5. We have to make the base voltage be 1.06V, and there is some current going into the base. How much? We can only guess because hfe is ill-defined. If we guess again that it's about 100 or over, we can further surmise that the base current will be in the range of 1uA.  Using the rule of thumb that a resistor divider needs to conduct much more than ten times the current you pull out of the middle of the divider, we decide that the R1/R2 base divider must conduct much more than 1uA. Let's pick 25uA.

We then have 9V/(R1+R2) = 25uA. We also want 9V * (R2/(R1+R2)) to be 1.06V.

We solve the left equation for (R1+R2) = 9V/25uA = 360k and sub this into the right equation to get R2=(1.06/9)*360k = 42.4k.

So R1 =360k, R2 = 42.4k, Re=5.6k and Rc = 20k.

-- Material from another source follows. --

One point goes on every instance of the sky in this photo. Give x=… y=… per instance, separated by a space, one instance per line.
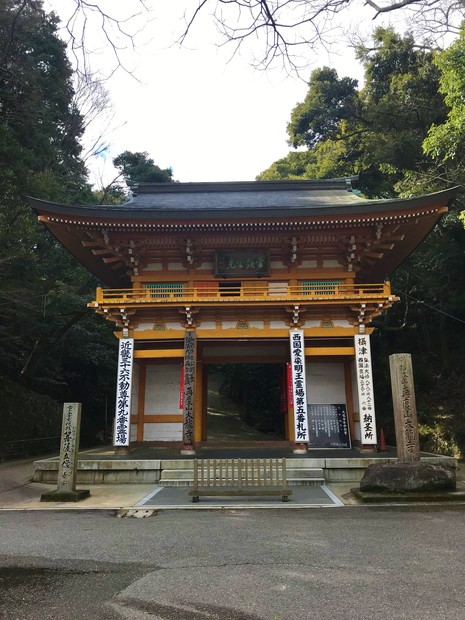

I made a few major assumptions in doing that.
First: hfe>100 . This is important to choosing the emitter resistor and to the base current calculations. It is almost always true, and if hfe was only 50 the error introduced would be pretty neglegible too.
Second: The base current is neglegible (i.e. less than 1/10th) compared to the resistor bias string current so it doesn't mess up the string too much.

Does that help, and where is more info needed?
R.G.

In response to the questions in the forum - PCB Layout for Musical Effects is available from The Book Patch. Search "PCB Layout" and it ought to appear.

MetalGod

Thanks for that RG, thats really MUCH more than I was hoping for - you're a real gent.

I've read through that and understand it for the most part.  I'll have to play around with that in a practical sense and I'll come back with specific questions (and there will be questions, lol)

8)

PerroGrande

R.G. :

What a great post!  Well written, explained nicely, absolutely accurate. 

The only thing I could possibly think of to add would be a brief discussion of why you selected the voltages you did for the design and the various implications therein.